My motivation for this analysis was identifying differences in perception about the war in Ukraine according to exposure to media with different political orientations, and, indeed, my analysis point to a few aspects that might be worth exploring in more depth. The most salient difference refers to the apparent sensitivity of a segment of users about the connections between the war and domestic issues. From the outset, tweets mentioning @BreitbartNews point to connections with former president Trump, the border crisis in the US, and the effects of the war in diverting the public’s attention to more crucial issues–and how this might benefit Democrats.

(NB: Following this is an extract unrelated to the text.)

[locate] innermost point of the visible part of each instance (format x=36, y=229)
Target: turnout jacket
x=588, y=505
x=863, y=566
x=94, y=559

One limitation of this analysis is that the volumes of tweets are considerably different across subsets: general tweets, obviously form an enormous subset, whereas CNN-related appear in a much lower volume, although still much higher than that of Breitbart related publications. Those differences are clear in the co-occurring charts, whose edges differ in order of magnitude (10s for Breitbart-related; hundreds for CNN-related; thousands for general).